同社の事業モデルは、ユーザー数の増加がサービス価値を直接的に高めるネットワーク効果を生む構造ではありません。個々の顧客との関係性は重要ですが、プラットフォーム型ビジネスのような広範なネットワーク効果は期待できません。
自転車小売業において、大量仕入れによる価格交渉力や効率的な店舗運営によるコスト削減の可能性はありますが、業界全体として価格競争が激しい場合、持続的なコスト優位性を確立することは困難です。現時点では、顕著なコスト優位性を示す情報は確認できません。

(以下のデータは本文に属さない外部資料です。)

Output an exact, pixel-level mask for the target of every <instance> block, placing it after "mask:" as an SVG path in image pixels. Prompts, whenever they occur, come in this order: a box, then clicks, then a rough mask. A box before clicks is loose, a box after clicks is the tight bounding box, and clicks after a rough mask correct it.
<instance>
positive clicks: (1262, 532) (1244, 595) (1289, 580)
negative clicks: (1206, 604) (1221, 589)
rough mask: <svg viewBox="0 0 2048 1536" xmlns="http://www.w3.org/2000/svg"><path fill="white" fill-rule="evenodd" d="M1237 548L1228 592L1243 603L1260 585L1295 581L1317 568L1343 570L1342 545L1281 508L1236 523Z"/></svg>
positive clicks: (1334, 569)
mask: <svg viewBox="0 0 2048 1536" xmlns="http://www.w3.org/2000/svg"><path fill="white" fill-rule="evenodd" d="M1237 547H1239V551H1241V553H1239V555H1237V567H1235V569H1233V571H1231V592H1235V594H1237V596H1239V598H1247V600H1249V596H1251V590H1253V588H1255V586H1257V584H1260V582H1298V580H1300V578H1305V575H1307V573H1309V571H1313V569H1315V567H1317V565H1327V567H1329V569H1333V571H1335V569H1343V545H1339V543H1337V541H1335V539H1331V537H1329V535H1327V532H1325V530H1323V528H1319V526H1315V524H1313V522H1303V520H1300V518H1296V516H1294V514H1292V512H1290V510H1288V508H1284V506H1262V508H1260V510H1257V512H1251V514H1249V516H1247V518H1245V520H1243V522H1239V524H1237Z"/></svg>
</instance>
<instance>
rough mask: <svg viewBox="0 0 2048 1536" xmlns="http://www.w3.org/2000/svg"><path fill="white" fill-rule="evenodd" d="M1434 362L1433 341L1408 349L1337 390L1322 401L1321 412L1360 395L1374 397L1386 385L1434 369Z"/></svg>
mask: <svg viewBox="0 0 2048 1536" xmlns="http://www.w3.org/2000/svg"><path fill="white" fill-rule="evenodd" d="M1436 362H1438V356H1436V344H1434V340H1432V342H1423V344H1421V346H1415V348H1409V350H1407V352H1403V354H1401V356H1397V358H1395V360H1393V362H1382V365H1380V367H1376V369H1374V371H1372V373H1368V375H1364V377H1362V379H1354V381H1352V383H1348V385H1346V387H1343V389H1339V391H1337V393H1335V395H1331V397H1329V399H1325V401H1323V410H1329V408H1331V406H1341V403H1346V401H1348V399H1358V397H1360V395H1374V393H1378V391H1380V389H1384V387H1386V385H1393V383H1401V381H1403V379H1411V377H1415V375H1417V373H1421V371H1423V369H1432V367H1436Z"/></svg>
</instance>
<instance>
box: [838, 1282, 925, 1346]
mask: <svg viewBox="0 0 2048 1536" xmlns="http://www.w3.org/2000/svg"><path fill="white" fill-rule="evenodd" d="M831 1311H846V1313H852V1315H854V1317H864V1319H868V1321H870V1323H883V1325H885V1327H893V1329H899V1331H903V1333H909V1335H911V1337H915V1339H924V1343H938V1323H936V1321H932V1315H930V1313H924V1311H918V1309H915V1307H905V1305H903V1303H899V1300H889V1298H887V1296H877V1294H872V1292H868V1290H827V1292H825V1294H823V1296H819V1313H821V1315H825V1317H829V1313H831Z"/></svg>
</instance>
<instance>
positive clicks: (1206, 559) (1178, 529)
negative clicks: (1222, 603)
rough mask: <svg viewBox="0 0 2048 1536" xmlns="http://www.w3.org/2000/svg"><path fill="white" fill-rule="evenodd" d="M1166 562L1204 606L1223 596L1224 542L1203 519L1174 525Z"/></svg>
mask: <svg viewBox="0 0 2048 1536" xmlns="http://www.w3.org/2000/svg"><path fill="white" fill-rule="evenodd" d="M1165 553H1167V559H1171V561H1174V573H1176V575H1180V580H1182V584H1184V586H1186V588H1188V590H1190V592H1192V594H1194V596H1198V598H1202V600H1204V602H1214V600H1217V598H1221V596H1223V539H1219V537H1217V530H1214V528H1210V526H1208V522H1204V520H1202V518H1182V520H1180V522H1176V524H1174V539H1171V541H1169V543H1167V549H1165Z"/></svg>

同社は自転車小売・修理事業において一定の店舗網を有しており、地域によっては一定の市場シェアを確保している可能性があります。しかし、業界全体で見ると多数の競合が存在し、規模の経済による圧倒的な優位性を確立しているとは言えません。今後の店舗展開やM&Aによる拡大が鍵となります。
競合との比較優位
強気シナリオ
自転車市場全体の成長と、健康志向の高まりによる需要増加
オンライン販売チャネルの強化や、サブスクリプションモデルなどの新規事業展開による収益源の多様化
M&Aによる積極的な事業拡大と、それに伴う規模の経済の実現
弱気シナリオ(モート侵食)
自転車業界における価格競争の激化と、収益性の低下
ECサイト専業業者や大手スポーツ用品店との競争激化による市場シェアの低下
景気後退による自転車購入需要の低迷
反転思考(マンガー流:どうすればこの会社は壊れるか)
この投資が失敗するには、自転車市場の成長性が幻想であり、実際には需要が停滞または縮小すること、そして同社が競争環境の変化に対応できず、価格競争に巻き込まれて収益性を悪化させる必要がある。特に、オンライン販売の普及や、より安価な代替品(例:電動キックボードなど)の台頭により、自転車の購入・修理に対する消費者の関心が薄れ、同社の既存のビジネスモデルが陳腐化するシナリオが考えられる。また、競合他社がより効率的なサプライチェーンや、強力なブランド力を構築し、同社が価格や品揃えで太刀打ちできなくなる状況も、失敗への道筋となるだろう。
5年後のモート予測
自転車市場の成長と新規事業の成功により、売上・利益ともに堅調に成長。特にオンライン販売やサービス事業の拡大が寄与し、収益性が向上する。
市場環境は緩やかな成長にとどまるが、既存事業の維持・改善により、安定した収益を確保。新規事業は限定的な貢献となる。
競争激化と需要低迷により、売上・利益ともに減少。特に価格競争が激化し、収益性が悪化。事業再編の可能性も示唆される。